I am turning to this forum for an insight into a real world dilemma. The company I work for is preparing a bid to buy electricity from another company (it issued a tender to sell electricity). We need to deliver our bid to the other company on date T with specified price P. The counterparty has than the option to accept bids or not to accept it - it has to take the decision in N days. It is clear that the countepraty is long an option that needs to be priced, and that this option price should be incorporated in our bid price for electricity (e.g., if market price for electricity is 30, and option price is 1, than our bid price would be 29). Now the question is: what type of option does the counteparty have - is it a call or a put?
In my option it is a call - by delivering a bid we commit to buy the electricity. If the counterparty decides not to accept bids, it means it excercies call option, and buys back the electricity it commited to sell (thereby the traded quantity is 0). Does this make any sense?
you are correct that there is an option (in fact there is a series of options), but not necessarily in the structure you describe. The owner of the power station has call options to sell and dispatch the power year ahead, month ahead, day ahead…all the way to half-hour ahead if it is a mature market with liquidity.
What you describe is just a purchase of electricity. You need to determine who has the right to generate/dispatch the power before allocating any option premium to one side of the equation.
@krokodilizm: To explain better the situation - if the price will go up until date T+N, the other party will (or better, might) not accept our (or any other) bid, and issue a new invitation to tender. If price it falls, it will accept the best bid. To make it more clear, the tender validity date is more than 2 months before the start of the delivery period, so the other party can play as much as it wants (tender validity date is in the middle of October 2016, delivery period is Q1 and Q2 2016). For me tender validity date is expiration date…
@EdisonUK: I ain’t sure I understand correctly. Could you please elaborate, also given additional information to krokodalizm above.
If your company prepared a bid on public tender than, in my opinion, if tender would be accepted, your company’s electricity purchase from counterparty (seller) would become an obligation. Therefore the seller who organized the tender and spent a money for the tender (a premium) as you said has an option to accept any bid or not accept any of bids.
Thus, the counterparty is long put (right to sell or not to sell) and your company if would be chosen as best bidder has an obligation to buy an electricity what is short put.
Please set clear the object to be trade here.

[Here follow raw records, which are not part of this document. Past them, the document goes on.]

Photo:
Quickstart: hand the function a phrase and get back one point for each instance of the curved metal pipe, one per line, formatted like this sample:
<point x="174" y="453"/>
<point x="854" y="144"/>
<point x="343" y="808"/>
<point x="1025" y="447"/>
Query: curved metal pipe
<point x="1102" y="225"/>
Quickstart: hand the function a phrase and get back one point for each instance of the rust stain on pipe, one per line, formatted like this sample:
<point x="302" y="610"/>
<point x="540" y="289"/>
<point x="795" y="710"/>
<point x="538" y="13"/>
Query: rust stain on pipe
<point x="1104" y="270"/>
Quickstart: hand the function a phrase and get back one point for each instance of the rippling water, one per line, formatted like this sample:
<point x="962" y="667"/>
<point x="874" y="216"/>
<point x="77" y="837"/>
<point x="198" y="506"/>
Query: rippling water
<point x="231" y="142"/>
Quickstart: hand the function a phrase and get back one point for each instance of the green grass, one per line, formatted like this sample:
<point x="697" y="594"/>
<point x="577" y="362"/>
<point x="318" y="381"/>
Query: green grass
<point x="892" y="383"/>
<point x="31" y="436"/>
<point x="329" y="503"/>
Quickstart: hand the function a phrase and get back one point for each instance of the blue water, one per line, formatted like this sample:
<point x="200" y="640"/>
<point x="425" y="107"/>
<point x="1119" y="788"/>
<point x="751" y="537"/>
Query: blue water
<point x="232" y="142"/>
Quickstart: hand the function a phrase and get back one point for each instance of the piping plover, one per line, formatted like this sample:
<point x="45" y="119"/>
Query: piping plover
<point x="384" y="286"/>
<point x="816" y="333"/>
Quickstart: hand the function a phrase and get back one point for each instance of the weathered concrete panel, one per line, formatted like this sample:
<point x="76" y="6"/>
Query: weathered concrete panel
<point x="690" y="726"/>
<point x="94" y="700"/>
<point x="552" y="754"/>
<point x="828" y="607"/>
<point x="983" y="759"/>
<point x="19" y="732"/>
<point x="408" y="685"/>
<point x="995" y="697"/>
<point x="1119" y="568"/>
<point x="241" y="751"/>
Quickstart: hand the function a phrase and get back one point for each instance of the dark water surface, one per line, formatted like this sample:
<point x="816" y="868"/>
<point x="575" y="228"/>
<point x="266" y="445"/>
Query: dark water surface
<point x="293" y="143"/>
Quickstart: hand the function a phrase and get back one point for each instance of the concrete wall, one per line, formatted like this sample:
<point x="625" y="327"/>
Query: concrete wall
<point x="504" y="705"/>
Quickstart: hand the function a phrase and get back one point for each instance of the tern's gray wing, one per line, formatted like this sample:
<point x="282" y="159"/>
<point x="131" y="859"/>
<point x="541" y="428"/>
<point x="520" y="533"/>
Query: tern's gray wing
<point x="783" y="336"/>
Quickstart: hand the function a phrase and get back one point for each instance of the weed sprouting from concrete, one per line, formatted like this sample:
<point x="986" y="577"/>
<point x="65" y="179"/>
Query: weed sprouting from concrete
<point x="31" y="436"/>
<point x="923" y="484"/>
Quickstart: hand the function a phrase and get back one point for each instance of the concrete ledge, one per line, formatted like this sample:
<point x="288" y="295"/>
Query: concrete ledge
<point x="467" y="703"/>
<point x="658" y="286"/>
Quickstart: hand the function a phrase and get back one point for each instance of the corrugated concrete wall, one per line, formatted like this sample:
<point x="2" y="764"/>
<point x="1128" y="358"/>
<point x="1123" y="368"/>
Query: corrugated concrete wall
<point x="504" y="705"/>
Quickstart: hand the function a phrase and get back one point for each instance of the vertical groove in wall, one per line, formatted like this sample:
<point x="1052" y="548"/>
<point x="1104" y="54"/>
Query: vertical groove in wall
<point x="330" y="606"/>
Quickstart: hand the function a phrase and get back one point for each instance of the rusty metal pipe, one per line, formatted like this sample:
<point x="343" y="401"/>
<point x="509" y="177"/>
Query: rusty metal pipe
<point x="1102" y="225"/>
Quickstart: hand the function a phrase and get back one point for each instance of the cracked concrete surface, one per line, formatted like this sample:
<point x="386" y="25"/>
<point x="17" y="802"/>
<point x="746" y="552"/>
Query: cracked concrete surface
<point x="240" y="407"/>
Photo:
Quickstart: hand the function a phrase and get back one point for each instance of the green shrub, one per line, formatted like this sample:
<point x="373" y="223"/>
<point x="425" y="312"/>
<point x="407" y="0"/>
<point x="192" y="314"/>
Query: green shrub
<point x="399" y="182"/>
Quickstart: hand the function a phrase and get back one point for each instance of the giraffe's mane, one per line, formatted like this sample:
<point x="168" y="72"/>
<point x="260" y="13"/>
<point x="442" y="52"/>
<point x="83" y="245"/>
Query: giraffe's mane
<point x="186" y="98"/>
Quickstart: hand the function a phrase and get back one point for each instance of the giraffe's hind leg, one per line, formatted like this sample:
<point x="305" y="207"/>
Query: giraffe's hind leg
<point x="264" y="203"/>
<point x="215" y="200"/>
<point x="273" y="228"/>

The company wants to sell electricity, so it is long a put option on electricity (the right but not the obligation to sell electricity). However, it seems you are confusing electricity itself with “the choice of delivering or not the promised electricity”. In that case, the company is long a call option on the choice of exercising the delivery action. The latter looks weird. I would recommend thinking about the put on electricity.
“Buying back the electricity it committed to sell” is not accurate at all. The company just don’t sell, period. So it is not a call, but a put.
Still I am not convinced. If you claim there is an option here then where is the premium? It is mentioned that this premium must be deducted from the bid price to arrive at a better deal for the applicant company.
Do what you must but you can’t impose a premium on the electricity company for the favorable bargaining position they are in. You should be begging them for business, not billing them.
EDIT @ Primus75 - a power plant has the right, but not the obligation to generate power based on the spread between power price and fuel costs at the time. This is a strip of call options. A quick google search can probably explain it better than I can, but this is definitely the way a lot of market participants consider it to be.